"I don't think there is a question in the minds of anyone present during the interrogation process that these five men were participants in the attack on the jogger"

Joel Cohen's thoughtful piece (New York Law Journal, August 13, 2019) on the prosecutor's responsibility, when confronted with past error, brings into focus the all too frequent schism between the advocate as a professional and that advocate's human frailties.Thus, the assistant district attorney overseeing the prosecution of the five teenagers wrongfully convicted of brutally assaulting a jogger in Central Park in 1989, recalls her contemporaneous assessment of the police interrogation, as quoted above.

And notwithstanding the thorough debunking of those interrogations by reams of evidence, an extensive detailed analysis by the late District Attorney Morgenthau, as supported by a judicial decision, and a precise confession by the actual, lone assailant, an experienced participant associated with the prosecution clings to her first impression. This expression of certainty, in fact, reflects just what went wrong under the watch of the assistant district attorneys who allowed their "gut feelings" to displace their professional obligations.

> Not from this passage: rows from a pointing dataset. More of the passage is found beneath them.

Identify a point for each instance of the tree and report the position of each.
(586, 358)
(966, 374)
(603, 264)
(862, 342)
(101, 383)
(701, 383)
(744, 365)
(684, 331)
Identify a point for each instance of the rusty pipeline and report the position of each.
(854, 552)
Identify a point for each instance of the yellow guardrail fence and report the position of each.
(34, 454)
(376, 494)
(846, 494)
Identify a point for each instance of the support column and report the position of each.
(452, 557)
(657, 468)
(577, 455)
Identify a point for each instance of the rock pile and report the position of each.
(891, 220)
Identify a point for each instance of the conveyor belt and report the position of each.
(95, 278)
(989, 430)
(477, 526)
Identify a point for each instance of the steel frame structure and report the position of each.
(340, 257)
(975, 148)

It is the role of the police to conduct investigations in situations such as occurred that frightening night. Given the emotions and confusion surrounding the arrests, the prosecutors' role to oversee objectively the police performance becomes especially critical.  However helpful the line prosecutors may be in assisting the police in their initial scrutiny, they must never abandon their responsibility to critique the process.

It is essential that the work of the line detectives is scrutinized, and it is the assistant district attorney's role to conduct that scrutiny. That that responsibility was abandoned by the prosecutors of these fifteen (and one sixteen) year olds has been recognized by most as a horrific lapse. That the most senior of those prosecutors should remain glued to her spontaneous belief, formed during the initial hours of all-night interrogation, reflects a continuing inability to step back and recalibrate.

Cohen separately hypothesizes that maybe the former prosecutor "only wanted a full airing of the case so that her side would be told."  But she obtained her "full airing," just not the one she would have written. The fact is that prosecutors too frequently "try their cases" in forums other than courtrooms. The post-indictment press conference is a given. The smaller the community the more tainted the jury pool.

The more sensational the accusation, the greater the coverage, unprotected by the niceties of judicial oversight.  The pushback then comes from those defendants who can fund their own public relations teams, with a similar lack of constraint. The community is entitled to know the who and why of an arrest, what the charges are, what happened at the arraignment and the ensuing court proceedings. But how much fairer the process would be if all prosecutorial embellishments to journalists were forbidden once arrests are made. An independent press corps is able to do its own reporting without added cheerleading from the prosecutors.

I do think that Cohen overlooks a significant impediment in hypothesizing that separate prosecutions might have been pursued "based on conduct [of the five youngsters] that took place at different locations in Central Park" that night. In order to prove other assaults beyond a reasonable doubt, the prosecution would have been confronted with five separate "confessions" obtained by that same investigating team, each of which was provably false. That is a barrier that was doubtless considered in the Morgenthau decision to close the doors with finality on what Cohen correctly identifies as a "colossal injustice."

Eric A. Seiff represented Korey Wise, the oldest of the wrongfully-convicted Central Park Five, at the dismissal proceedings.